DLXXVIII (578).
Chronique consignée par le scribe Tlazat
Après bien des jours d’un voyage ininterrompu, le Léviathan connut une grave défaillance. Votre serviteur préfère ne pas faire appel au langage métaphorique quand la véracité historique est en jeu, mais en ces circonstances inhabituelles, la chronique supportera l’utilisation d’images subjectives : c’était comme si le vaisseau avait été arraché au cosmos telle une baie par une main gargantuesque . Elle l’avait ensuite fait rouler entre le pouce et l’index, l’avait pressé afin d’en tester la maturité, puis, l’ayant trouvée suffisante, l’avait projetée dans une direction inconnue vers une gueule inconnaissable.

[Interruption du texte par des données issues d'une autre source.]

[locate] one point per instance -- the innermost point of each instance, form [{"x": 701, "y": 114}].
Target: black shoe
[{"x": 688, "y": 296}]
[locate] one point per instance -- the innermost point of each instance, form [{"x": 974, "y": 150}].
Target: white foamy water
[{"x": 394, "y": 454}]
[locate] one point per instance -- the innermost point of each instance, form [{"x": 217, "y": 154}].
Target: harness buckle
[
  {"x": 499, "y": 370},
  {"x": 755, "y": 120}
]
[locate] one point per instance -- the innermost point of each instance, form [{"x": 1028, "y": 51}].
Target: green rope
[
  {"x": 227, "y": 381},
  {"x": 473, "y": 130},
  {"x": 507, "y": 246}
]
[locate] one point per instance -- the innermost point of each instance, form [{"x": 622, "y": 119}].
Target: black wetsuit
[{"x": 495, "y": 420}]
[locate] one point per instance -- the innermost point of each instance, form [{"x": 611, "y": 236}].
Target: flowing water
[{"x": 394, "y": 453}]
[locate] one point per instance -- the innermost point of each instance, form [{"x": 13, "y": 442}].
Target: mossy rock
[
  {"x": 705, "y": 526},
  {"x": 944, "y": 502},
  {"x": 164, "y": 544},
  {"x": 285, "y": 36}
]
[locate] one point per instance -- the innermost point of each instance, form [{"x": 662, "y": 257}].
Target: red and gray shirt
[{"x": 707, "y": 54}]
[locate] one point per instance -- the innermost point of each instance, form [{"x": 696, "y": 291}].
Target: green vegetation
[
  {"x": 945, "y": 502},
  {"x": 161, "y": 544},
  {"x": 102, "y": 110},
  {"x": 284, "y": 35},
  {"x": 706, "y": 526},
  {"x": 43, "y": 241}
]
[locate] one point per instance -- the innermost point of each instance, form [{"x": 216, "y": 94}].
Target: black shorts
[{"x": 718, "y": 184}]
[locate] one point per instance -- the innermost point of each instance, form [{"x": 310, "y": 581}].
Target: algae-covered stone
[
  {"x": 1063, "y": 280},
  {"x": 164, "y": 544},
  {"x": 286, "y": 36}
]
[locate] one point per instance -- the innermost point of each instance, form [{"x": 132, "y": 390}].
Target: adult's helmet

Les systèmes de navigation et d’alimentation en furent si sévèrement perturbés que les pilotes royaux s’avéraient incapables d’émettre la moindre hypothèse quant à leur dysfonctionnement et les réparations à mener. Le vaisseau fut plongé dans la confusion et les ténèbres les plus totales, et tous les passagers se regroupèrent autour de l’Empereur afin d’obtenir son aide et son amour.
Au lieu de cela, l’Empereur revêtit une combinaison de gel antipression et demanda à sortir seul du vaisseau. Calus déclara : « Je tiens à découvrir seul le lieu de mon bannissement. »
Il fut impossible de le faire changer d’avis.